Animal Crossing: Pocket Camp is a flop, only in the top 100 grossing presently in Japan, with the game in the mid-hundreds in the US grossing charts according to App Annie. Similarly, Miitomo (Free), the first Nintendo title, is officially shutting down soon.
What has been a success for Nintendo? Fire Emblem Heroes (Free). That title continues to do well for Nintendo, making frequent spikes in the top-ten in the US, and performing similarly in the lucrative Japanese market. It uses a far more traditional mobile gaming business model, with more gacha elements and premium currencies. This is outperforming everything else Nintendo has released by far, including Super Mario Run (Free). While that game still made a ton of money by many standards, it’s not hard to see the first big Nintendo title on mobile, an actual Mario game, as being a disappointment thanks to the business model and lack of continued updates to the game.
And don’t forget about Pokemon GO (Free), either. While this is not a true Nintendo title, and does some nontraditional things in the mobile gaming market, it does utilize consumable IAP and social features in order to keep players hooked and coming back to the game, and spending money. And it works, as the title is still one of the top ten grossing mobile games in the world. And it’s a Nintendo-connected title.
Or even, what does this all say for Nintendo’s future on mobile? When Nintendo first started dabbling in mobile titles, their fortunes were flagging: the Wii U was flopping about like a dead fish, and the Switch was still a collection of rumors. Now, the Switch is selling like hotcakes, first-party software is moving quickly, and Nintendo has strong evidence that if they want to succeed on mobile, it might be in a business model that runs counter to their philosophy. Consider how Splatoon 2 features elements of loot and grinding, but no microtransaction despite the obvious use case for them.
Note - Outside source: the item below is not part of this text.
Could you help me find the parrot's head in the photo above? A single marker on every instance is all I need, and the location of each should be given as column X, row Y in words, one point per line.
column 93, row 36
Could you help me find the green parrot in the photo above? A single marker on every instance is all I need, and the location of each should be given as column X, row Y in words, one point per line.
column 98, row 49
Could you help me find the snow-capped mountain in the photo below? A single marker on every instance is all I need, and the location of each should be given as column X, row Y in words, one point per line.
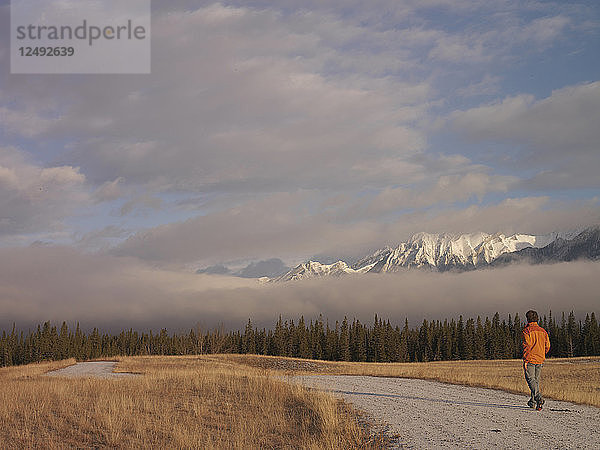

If releasing on mobile is a risk, and the brand is doing exceptionally well, why not mitigate that risk? They might introduce deals with outside parties like Niantic to help bring titles to life in interesting ways at minimal risk to them.
This raises the question of just what Nintendo is going to do in the future with Mario Kart on mobile. Will it be as free-to-play as possible while remaining just enough Nintendo fairness? Or will Nintendo try some other unconventional business tactic? No matter what, Nintendo’s mobile experience is clear: they can’t just release a game on mobile and expect a major hit.